Fe-N-C catalysts are frequently supported by conductive carbon. Due to the highly oxidizing environment of the cathode, carbon corrosion, in which the support is used as a carbon source in the formation of carbon dioxide, can occur. This corrosion decreases activity by inducing agglomeration and detachment of the active sites. For this reason, conductive non-carbon supports investigated in conjunction with Fe-N-C catalysts could potentially serve to increase the stability and longevity of non-Pt catalysts for cathodic ORR. Over the course of this project, synthesis and mass-loading parameters were varied to find optimal activity on oxide supports, creating a novel Fe-N-C @ Ta_0.05Ti_0.95O₂ electrocatalyst.

To evaluate the potential for this TiO₂-based support, synthesis by pyrolysis and performance testing by cyclic voltammetry were completed. Each material was produced by dry mixing and heat treating known precursors for Fe-N-C catalysts, aminoantipyrine (AAP) and iron(III) nitrate (Fe(NO₃)₃), in the presence of the Ta-doped TiO₂ support. Certain synthesis parameters were varied, such as the mass ratio of AAP to Ta_0.05Ti_0.95O₂ and the mass ratio of Fe(NO₃)₃ to AAP. Both in situ and ex situ synthesis techniques were studied, as was a sacrificial support method (SSM). Materials underwent a first heat treatment in a H₂/N₂ mixture and a second heat treatment in ammonia (NH₃). Once heat treatments were completed, the products were ground into fine powders and made into inks using a Nafion solution, DI water, and isopropyl alcohol. The inks were sonicated and then applied to a glassy carbon and platinum rotating ring-disk electrode (RRDE) via drop casting. Each catalyst was tested using dual electrode cyclic voltammetry (DECV) with a Pine WaveNow potentiostat in both acid and alkaline electrolyte solutions using a graphite counter and a reference hydrogen electrode while holding the ring at potentials for peroxide oxidation. After performance testing, characterization techniques such as BET, XRD, and XPS were used to further analyze the structural composition of the synthesized catalysts.

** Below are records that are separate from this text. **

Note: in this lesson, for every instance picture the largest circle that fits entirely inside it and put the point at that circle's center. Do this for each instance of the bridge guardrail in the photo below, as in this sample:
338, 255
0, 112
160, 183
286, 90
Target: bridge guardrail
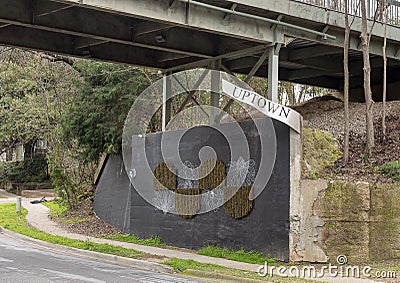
373, 8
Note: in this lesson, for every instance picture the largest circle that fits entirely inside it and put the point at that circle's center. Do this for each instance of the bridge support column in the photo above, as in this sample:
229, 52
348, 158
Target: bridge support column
273, 72
166, 108
215, 89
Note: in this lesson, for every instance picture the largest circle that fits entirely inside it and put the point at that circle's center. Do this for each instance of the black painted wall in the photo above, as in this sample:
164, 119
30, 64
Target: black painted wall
265, 229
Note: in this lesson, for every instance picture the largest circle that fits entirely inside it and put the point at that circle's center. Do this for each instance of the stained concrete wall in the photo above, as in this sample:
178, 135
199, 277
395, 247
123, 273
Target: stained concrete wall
265, 229
359, 220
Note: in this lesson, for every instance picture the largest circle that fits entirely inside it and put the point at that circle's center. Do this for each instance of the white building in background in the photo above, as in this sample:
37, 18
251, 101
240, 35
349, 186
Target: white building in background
18, 152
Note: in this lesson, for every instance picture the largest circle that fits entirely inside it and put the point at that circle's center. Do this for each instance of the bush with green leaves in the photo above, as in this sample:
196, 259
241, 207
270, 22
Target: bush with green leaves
30, 170
391, 169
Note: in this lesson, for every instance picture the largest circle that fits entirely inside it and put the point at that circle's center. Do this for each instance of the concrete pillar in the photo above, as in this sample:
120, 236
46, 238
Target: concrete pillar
166, 108
215, 88
19, 201
273, 71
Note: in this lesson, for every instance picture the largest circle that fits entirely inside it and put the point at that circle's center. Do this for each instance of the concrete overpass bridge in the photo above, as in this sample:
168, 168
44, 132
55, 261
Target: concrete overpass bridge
297, 41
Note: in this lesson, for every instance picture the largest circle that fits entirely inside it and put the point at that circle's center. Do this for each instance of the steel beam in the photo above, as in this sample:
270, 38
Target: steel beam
215, 89
273, 73
232, 55
200, 19
167, 106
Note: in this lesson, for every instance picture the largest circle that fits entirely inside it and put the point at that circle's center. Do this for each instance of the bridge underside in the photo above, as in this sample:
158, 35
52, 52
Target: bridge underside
176, 43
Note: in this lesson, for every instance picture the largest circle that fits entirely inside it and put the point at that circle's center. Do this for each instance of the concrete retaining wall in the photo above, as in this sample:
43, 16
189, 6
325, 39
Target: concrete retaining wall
359, 220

A novel set of Fe-N-C catalysts supported by conductive, non-carbon, Ta-doped TiO₂ was synthesized and tested to show considerable ORR activity. Ample opportunity for future work within this project exists, with respect to durability testing and physical characterization to elucidate a structure-property-performance relationship. Overall, this research demonstrated the viability of this new class of electrocatalyst supports for ORR.